When the Biological Instrument Design Commission was formed within the framework of the Council for Mutual Economic Assistance in the 1960s, Tikhomirov became its proactive and respected member. In 1979, Tikhomirov moved to the Institute of Oceanology, under the Academy of Sciences, where a laboratory for hydroacoustic equipment design was created upon his initiative; he worked there for the remainder of his life.

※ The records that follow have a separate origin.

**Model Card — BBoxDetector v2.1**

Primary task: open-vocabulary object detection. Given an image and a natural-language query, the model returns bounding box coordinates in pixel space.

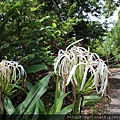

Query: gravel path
[105,68,120,115]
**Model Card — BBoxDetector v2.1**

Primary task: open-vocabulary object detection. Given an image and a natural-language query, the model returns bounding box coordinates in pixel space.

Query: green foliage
[4,74,73,120]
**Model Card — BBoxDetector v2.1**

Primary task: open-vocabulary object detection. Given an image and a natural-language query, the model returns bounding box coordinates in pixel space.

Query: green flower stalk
[54,40,110,114]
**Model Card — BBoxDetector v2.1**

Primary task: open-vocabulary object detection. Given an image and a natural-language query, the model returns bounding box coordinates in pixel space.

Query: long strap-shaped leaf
[9,75,50,117]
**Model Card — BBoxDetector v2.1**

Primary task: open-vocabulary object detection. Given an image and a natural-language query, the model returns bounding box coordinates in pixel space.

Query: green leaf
[4,97,15,114]
[24,64,47,73]
[84,95,101,100]
[30,7,37,12]
[49,104,73,120]
[26,80,33,91]
[10,75,50,119]
[56,104,73,115]
[0,43,10,49]
[22,54,35,62]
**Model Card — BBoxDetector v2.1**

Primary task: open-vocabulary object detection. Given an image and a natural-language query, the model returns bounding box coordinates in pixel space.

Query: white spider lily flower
[54,40,109,95]
[0,60,26,83]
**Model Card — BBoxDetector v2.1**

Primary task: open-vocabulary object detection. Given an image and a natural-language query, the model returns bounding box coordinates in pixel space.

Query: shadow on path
[105,68,120,115]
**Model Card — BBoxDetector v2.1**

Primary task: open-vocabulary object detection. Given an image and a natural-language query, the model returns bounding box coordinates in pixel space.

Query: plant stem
[54,75,59,113]
[73,93,84,114]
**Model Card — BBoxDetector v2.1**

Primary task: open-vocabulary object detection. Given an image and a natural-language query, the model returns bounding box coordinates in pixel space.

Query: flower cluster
[54,40,109,95]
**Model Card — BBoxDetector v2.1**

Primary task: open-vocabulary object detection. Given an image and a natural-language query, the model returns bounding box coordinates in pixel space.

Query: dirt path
[105,68,120,115]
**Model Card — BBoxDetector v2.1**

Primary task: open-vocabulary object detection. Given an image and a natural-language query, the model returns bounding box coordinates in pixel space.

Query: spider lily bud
[54,40,109,95]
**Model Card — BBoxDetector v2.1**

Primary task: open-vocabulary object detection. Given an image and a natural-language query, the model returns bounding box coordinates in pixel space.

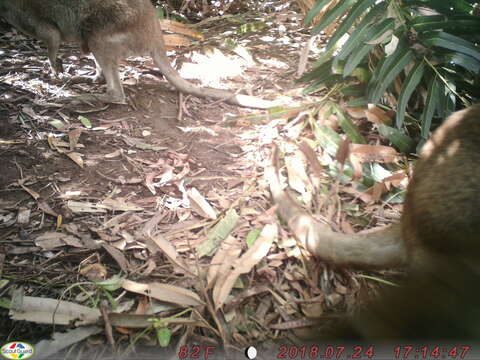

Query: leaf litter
[0,4,407,355]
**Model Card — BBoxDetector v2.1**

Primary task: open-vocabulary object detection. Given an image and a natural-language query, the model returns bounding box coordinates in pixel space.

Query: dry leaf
[350,144,399,163]
[187,188,217,220]
[213,224,278,309]
[122,280,205,307]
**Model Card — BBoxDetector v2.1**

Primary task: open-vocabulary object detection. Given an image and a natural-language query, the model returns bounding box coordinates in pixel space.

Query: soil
[0,8,394,354]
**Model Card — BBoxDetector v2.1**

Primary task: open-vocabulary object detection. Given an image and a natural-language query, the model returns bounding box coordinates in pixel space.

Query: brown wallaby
[267,105,480,268]
[267,105,480,341]
[0,0,274,109]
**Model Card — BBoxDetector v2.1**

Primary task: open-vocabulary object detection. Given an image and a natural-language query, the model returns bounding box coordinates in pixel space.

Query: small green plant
[300,0,480,140]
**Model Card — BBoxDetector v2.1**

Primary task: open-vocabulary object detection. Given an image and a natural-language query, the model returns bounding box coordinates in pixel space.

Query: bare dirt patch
[0,10,394,354]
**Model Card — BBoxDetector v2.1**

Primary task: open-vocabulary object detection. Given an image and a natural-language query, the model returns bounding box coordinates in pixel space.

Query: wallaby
[267,105,480,268]
[0,0,274,109]
[267,105,480,341]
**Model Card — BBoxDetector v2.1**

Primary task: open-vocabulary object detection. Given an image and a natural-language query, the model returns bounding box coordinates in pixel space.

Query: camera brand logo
[0,341,35,360]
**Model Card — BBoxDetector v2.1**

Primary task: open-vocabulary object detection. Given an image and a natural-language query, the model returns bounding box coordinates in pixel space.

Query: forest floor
[0,6,400,360]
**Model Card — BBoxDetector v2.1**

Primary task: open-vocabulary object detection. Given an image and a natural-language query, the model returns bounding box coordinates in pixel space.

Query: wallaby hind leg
[89,43,125,103]
[38,26,63,76]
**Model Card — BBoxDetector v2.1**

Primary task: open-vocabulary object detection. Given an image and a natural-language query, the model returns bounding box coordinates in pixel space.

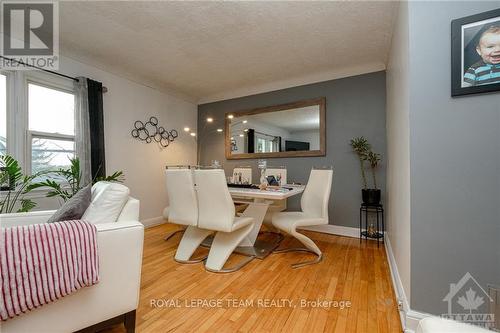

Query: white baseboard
[141,216,167,228]
[300,224,359,238]
[385,237,432,333]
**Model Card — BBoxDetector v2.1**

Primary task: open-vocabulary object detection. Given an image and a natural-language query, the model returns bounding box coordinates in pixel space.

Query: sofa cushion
[47,185,91,223]
[82,182,130,224]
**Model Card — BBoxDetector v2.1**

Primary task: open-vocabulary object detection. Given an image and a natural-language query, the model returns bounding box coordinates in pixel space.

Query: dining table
[203,184,305,259]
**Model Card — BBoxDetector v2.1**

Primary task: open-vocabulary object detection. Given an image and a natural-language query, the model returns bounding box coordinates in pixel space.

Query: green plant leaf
[17,199,36,213]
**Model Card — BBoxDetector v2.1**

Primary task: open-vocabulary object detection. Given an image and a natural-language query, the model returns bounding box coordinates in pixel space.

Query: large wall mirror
[225,97,326,159]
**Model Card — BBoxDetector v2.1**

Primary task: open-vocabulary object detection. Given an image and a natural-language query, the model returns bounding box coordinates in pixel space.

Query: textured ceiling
[60,1,396,100]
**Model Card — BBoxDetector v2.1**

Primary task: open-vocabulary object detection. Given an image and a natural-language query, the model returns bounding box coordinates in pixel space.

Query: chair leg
[273,229,323,268]
[164,228,186,241]
[205,223,255,273]
[174,226,213,264]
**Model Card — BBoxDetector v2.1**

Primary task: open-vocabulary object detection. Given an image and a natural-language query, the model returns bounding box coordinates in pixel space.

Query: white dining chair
[194,170,255,273]
[165,169,213,264]
[162,165,191,241]
[272,169,333,268]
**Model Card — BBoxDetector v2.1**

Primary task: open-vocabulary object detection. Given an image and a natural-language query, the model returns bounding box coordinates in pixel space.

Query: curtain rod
[0,56,108,93]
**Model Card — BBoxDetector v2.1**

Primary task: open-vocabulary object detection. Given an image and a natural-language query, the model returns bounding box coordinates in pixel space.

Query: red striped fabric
[0,220,99,320]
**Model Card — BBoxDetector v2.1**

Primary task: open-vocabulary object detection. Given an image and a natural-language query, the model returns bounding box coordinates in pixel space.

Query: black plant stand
[359,203,385,246]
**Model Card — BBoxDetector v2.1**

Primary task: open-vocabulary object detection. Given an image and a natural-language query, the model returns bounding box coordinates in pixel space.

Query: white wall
[386,2,411,304]
[36,58,197,223]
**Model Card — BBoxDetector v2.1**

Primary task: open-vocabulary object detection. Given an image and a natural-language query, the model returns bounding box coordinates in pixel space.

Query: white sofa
[0,198,144,333]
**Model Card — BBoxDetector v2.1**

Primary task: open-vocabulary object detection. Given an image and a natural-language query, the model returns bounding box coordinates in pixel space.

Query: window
[0,74,7,155]
[27,82,75,173]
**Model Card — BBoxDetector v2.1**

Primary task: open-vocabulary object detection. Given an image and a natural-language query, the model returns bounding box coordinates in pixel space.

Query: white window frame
[0,70,76,175]
[24,74,76,175]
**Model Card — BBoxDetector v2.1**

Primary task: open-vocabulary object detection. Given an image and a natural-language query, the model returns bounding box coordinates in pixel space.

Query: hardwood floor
[107,224,402,333]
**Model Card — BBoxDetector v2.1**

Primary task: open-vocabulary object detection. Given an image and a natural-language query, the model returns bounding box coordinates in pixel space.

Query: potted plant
[351,136,381,205]
[29,157,124,202]
[362,150,381,205]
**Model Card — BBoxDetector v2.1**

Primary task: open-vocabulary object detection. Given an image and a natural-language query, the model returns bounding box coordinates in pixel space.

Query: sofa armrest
[117,197,141,222]
[416,317,491,333]
[1,221,144,333]
[0,210,56,228]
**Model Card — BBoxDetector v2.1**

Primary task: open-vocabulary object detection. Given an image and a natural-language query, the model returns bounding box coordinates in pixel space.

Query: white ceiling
[60,1,396,102]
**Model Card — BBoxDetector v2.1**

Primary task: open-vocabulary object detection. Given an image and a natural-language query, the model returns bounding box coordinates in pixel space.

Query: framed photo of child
[451,9,500,96]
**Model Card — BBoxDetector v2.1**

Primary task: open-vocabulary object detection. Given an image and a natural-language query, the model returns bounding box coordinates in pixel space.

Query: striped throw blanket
[0,220,99,320]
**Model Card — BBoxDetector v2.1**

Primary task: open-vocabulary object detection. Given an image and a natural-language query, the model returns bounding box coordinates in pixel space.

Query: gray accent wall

==Honors and Recognitions==
For his accomplishments, Victor Vasilievitch Tikhomirov received the following USSR/Russian decorations:

- Three times laureate of the Stalin Prize (1943, 1945, 1953)
- Twice received Order of Lenin, the highest decoration bestowed by the USSR
- Awarded Order of the Red Star
- Received Order of the Badge of Honour
- Twice decorated with the Order of the Red Banner of Labour
- Received Medal for the Defense of Moscow
- Received Medal for the Deeds of Prowess in the Great Patriotic War
- Victor Tikhomirov commemorative plaque was placed on the wall of the building 3 at Tupolev Street in Zhukovsky, Russia
- In 1953, he was elected a Corresponding Member of the highly prestigious USSR Academy of Sciences
- In 1956, he became one of the first 12 persons who were assigned the newly introduced title of Designer General
- In 1995, his name was given to the Tikhomirov Scientific Research Institute of Instrument Design (Tikhomirov NIIP)
- In 2002, the Tikhomirov Award was introduced in the NIIP, the most prominent R&D achievement of the enterprise
- In 2004, pursuant to a resolution of the Geneva Graduate Institute of Business and Management, a nine-magnitude star in the Capricornus constellation was named after Tikhomirov and noted in the Ross Astro-Databank

==Personal Information==
Victor V. Tikhomirov was married in February 1941 to Galina B. Troitskaya, an engineer in the textile manufacturing industry. They had two sons: Andrey V. Tikomirov (born 1941), and Vladmir V. Tikhomirov (born 1945).